Globally, the only other areas with a Blockchain District include those in South Korea and China.
Tech Mahindra also announced another partnership with Eleven01, a multi-organisation conglomerate working with multiple stakeholders in the Blockchain ecosystem. Together they announced the ‘Eleven01 Protocol’ initiative.
The idea behind the Eleven01 Protocol is to create an indigenous blockchain protocol that has local government compliance standards built in. The idea is to act as an enabler for Indian Blockchain startups or companies to reduce their reliance on foreign technologies to build decentralised applications.
The Eleven01 Protocol will comprise incubators, labs, community of developers. It will have a growth advisory section to connect Blockchain startups to the right partners. In order to make an ecosystem of stakeholders, Eleven01 will be partnering with over 13 startups, over 50 colleges, incubators such as t-hub and so on.
Role of the government in enabling Blockchain
Frans Kempen, Blockchain lead for Logistics and Supply Chain industry at IBM Netherlands said that in his home country where he is on the board of a Blockchain coalition which houses government bodies and industries, defining common standards was key.

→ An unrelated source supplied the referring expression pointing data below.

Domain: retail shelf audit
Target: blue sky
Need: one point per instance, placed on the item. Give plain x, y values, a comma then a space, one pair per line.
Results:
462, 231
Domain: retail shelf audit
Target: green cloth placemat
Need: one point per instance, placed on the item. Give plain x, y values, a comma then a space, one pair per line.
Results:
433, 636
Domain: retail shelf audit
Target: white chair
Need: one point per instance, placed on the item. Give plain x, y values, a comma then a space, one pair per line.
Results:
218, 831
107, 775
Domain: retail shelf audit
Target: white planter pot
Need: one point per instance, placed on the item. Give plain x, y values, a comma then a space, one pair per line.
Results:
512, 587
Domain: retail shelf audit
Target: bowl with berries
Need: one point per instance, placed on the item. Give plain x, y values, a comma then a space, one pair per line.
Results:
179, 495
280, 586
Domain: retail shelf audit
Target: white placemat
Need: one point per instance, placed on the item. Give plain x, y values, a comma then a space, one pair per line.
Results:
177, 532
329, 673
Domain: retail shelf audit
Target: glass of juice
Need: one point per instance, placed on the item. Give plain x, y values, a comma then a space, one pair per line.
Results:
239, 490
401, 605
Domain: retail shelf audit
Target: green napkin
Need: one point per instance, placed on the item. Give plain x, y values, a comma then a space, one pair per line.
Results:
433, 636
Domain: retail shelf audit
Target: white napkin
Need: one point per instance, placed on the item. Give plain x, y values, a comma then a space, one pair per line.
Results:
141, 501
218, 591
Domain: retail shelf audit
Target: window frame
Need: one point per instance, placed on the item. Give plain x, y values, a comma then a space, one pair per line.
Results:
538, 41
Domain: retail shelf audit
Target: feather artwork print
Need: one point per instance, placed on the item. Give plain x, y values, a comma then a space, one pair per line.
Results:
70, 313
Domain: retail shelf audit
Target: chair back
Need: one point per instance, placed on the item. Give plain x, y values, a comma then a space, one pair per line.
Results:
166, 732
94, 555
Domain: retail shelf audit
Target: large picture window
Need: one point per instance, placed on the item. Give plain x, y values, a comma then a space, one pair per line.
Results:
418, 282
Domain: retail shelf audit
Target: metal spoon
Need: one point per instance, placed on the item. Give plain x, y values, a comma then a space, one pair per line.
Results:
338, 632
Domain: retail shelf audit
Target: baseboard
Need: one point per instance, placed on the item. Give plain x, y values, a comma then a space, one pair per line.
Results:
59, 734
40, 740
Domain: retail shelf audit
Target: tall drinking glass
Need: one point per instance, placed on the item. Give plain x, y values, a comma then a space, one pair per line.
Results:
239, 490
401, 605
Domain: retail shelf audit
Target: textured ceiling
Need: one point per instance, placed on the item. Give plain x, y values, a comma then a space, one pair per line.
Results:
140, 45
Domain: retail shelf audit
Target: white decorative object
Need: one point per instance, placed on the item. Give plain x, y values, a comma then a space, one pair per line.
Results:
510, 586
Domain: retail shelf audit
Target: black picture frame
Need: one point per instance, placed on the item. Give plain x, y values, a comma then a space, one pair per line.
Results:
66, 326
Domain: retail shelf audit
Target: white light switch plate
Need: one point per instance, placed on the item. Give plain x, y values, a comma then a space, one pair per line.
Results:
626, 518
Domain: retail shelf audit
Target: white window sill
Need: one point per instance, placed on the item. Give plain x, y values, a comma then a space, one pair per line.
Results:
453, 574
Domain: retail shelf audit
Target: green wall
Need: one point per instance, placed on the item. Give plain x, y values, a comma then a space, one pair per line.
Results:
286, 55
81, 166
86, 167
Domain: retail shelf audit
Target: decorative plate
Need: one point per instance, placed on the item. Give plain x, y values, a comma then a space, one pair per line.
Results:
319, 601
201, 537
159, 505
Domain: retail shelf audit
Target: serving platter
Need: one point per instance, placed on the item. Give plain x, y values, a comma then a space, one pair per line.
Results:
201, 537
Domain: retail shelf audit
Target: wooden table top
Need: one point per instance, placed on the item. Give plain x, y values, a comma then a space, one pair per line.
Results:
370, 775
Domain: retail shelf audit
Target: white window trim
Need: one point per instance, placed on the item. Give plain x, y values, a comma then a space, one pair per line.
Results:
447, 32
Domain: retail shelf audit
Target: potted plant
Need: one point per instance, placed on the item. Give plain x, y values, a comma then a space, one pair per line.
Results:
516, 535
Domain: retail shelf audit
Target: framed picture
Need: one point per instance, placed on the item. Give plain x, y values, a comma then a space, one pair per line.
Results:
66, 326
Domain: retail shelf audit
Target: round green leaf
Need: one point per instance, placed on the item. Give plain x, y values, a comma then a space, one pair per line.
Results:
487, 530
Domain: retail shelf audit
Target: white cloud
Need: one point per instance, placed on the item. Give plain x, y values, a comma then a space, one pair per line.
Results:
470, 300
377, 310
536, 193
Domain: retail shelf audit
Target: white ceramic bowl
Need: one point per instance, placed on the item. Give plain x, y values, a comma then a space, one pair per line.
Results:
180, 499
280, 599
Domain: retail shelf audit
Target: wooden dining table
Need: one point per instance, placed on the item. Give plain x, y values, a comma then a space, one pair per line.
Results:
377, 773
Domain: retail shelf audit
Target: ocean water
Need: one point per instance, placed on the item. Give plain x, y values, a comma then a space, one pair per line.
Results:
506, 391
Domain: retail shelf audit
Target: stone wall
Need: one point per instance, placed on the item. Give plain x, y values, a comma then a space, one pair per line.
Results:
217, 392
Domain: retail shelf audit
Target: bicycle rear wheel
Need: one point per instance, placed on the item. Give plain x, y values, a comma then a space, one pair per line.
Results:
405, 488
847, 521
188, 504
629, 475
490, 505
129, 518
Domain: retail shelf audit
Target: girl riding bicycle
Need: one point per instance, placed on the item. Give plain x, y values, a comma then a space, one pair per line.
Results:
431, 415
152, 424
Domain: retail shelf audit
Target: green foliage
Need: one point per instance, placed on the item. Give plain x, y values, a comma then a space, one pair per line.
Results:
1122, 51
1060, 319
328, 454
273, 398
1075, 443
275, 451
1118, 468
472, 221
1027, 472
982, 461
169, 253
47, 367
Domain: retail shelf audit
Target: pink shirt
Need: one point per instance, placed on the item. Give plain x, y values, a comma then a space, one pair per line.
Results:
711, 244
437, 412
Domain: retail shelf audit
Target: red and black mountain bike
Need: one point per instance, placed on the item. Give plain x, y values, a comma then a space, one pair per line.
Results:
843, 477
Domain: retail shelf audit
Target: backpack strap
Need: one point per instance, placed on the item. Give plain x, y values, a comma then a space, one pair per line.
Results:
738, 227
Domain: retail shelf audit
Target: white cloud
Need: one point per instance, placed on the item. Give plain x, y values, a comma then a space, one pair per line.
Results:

“As a government entity you need to define agreed upon standards. Within the government, there are several organisations who are key for enterprises to build up on. All of these industries need to support Blockchain as a model and in order to do that, all the stakeholders need to have the right tools to support business consortiums,” said Kempens.
According to Sreeram Anathasayanam, partner, government and public services at PwC said that it was pertinent to have a convergence point to the Blockchain applications in various fields. “There has to be communication between blockchains, which would allow different areas to thrive,” said Sreeram.
The government of Goa too is keen on ensuring Blockchain technology is used for the public good. Ameya Abhyankar, secretary (Goa Public Service Commission) said that the government of Goa is keen to take forward the right implementation of Blockchain.
“Blockchain is a mystery to the common man, so people need to understand the nuts and bolts of it. Other issue is to do with cost efficiency. We want to build a Centre of Excellence for Blockchain in Goa. We have a very strong social safety net, so we want to build and strengthen it through Blockchain. We want innovators to come to Goa and work on Blockchain related projects,” said Abhyankar.
Apart from the keynotes, the IBC 2018 had over 50 stalls of Blockchain startups working on various projects from smart contracts, cypto-exchanges, healthcare and more. The International Blockchain Congress will conclude in Goa on 5 August.